Saying his previous order “could have been more clear,” U.S. District Judge Dan Aaron Polster issued a corrective order acknowledging he has no jurisdiction over state courts and rewriting a hypothetical model that had indicated members of the Plaintiffs Executive Committee would get 75% of the billions of dollars in anticipated fees from opioid litigation.
Rival plaintiff lawyers filed a mandamus brief in the Sixth Circuit Court of Appeals to stop Judge Polster’s earlier order, which they said would steer “common benefit” fees to lawyers who hadn’t done enough work to justify them. They also sought to block part of the order that appeared to prohibit state courts from ordering evidence discovery against defendants.
While state courts are courts of general jurisdiction, basic constitutional law limits the jurisdiction of federal courts to cases properly before them, a fact Judge Polster acknowledged in his June 8 order. He rewrote his prior order to make clear limits on discovery applied only to federal courts.

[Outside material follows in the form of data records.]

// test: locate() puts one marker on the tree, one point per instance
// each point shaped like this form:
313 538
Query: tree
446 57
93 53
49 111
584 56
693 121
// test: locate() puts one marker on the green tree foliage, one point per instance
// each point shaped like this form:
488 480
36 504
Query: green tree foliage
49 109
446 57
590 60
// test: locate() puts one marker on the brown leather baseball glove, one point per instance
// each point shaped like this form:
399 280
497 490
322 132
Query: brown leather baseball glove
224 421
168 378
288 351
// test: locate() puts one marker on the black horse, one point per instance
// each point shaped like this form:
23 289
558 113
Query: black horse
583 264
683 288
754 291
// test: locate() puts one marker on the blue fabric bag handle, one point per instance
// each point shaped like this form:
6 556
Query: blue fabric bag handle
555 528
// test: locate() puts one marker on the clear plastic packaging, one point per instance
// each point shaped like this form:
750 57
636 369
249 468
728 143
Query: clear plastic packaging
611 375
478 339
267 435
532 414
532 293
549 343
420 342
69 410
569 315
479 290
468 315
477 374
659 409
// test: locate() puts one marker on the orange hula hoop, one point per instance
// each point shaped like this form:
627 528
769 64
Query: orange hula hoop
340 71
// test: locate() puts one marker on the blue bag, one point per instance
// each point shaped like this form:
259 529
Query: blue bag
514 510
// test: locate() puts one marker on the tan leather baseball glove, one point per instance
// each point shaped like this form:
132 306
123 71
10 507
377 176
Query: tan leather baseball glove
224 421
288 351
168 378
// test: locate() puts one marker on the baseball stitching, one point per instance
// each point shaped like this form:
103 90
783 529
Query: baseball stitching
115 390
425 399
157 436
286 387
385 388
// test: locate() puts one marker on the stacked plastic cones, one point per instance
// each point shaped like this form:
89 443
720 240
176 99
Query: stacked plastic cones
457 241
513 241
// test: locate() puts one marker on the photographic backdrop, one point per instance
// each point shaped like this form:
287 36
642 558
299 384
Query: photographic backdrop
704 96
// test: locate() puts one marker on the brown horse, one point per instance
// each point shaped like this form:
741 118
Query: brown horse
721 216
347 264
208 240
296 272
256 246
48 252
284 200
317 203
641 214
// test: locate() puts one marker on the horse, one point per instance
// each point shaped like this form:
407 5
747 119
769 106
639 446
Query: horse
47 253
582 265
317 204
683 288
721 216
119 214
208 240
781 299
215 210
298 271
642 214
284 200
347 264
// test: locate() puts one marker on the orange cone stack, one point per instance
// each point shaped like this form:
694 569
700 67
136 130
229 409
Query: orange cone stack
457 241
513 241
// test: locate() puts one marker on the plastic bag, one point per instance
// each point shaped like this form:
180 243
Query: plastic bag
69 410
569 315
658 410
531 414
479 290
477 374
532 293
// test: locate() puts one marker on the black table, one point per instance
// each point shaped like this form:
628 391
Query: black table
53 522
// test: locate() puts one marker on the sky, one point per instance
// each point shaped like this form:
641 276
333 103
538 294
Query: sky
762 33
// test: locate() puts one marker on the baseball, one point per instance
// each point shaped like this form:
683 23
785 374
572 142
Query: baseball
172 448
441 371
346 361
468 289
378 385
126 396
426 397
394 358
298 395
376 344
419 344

“This court did not intend to enjoin or preclude any state court from entering any discovery order it concludes is appropriate,” the judge wrote. “The Court meant only to emphasize that, in every related opioid case (both in state and federal courts), the presiding judge should be aware that plaintiffs, defendants, and third-parties have all spent great time and expense to produce to the MDL Repository an enormous amount of relevant discovery.”
The judge reiterated state plaintiffs would only have access to the MDL Repository if they signed a participation agreement under which 7.5% of any fees flow to the lead lawyers, however. Given that fees in opioid settlements so far have been running at around 10%, that still means the bulk of the fee income could go to a small group of prominent firms that tend to dominate most multidistrict litigation.

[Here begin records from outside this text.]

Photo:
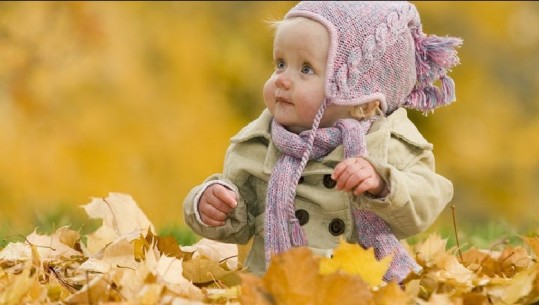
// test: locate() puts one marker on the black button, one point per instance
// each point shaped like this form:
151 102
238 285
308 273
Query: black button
336 227
302 216
328 182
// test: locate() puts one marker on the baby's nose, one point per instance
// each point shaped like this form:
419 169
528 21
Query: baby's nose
283 81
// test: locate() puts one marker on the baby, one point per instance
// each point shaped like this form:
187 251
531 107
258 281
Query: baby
334 155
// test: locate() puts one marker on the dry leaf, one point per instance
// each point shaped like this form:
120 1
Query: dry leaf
201 270
122 218
353 259
342 289
216 251
392 294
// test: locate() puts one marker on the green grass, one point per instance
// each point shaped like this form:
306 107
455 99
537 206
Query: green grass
491 235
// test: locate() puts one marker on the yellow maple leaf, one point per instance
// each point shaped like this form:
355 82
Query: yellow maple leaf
353 259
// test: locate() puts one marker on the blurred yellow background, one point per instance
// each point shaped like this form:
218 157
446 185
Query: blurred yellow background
142 98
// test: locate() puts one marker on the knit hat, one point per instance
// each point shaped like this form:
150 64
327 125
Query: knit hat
378 51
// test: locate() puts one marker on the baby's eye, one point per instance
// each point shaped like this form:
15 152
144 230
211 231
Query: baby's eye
279 64
306 69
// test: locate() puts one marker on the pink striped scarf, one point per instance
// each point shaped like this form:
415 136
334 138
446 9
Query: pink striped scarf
282 228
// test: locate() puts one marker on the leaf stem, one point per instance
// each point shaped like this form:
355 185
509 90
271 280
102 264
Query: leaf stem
453 208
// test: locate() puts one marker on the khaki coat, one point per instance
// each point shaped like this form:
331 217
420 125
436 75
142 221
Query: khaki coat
396 149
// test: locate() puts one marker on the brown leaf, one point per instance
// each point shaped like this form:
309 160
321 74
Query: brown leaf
216 251
341 289
201 270
253 291
292 277
353 259
122 218
392 294
533 243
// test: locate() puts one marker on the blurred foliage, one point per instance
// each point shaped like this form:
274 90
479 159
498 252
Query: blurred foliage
142 98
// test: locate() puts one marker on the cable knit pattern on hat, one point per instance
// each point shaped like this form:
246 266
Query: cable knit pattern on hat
379 52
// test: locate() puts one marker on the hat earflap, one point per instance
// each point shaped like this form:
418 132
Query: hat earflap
435 56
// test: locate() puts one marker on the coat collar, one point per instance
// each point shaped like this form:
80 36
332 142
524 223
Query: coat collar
397 125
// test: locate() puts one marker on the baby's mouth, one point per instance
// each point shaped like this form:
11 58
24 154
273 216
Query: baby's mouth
280 99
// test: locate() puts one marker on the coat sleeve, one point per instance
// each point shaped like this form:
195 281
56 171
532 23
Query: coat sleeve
239 227
417 194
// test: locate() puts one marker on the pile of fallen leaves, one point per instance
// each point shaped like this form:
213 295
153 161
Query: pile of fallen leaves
125 262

The judge also acknowledged a mathematical model he used in his previous order might have incorrectly suggested PEC members were being given 75% of the fees in any settlement, whether in state or federal court. The model assumed half of all fees went to states and the other to cities, counties and other municipal plaintiffs, with the PEC’s 7.5% share based on the entire fee award. Instead, the judge wrote, he should have made a hypothetical where the 7.5% common benefit fee applies only to the second half.
It all will likely be moot anyway, the judge concluded, as he “fully expects that parties in virtually every opioid case” will negotiate around his fee orders. In fact, private lawyers have so far negotiated about 30 “back-stop” agreements with state attorneys general to exceed Judge Polster’s 15% cap on fees, “yielding about $550 million in total additional contingent fee payments.”
“The Ongoing Common Benefit Order is meant to serve primarily as a source of context and last resort, applying only if the parties cannot come to their own agreement,” he wrote.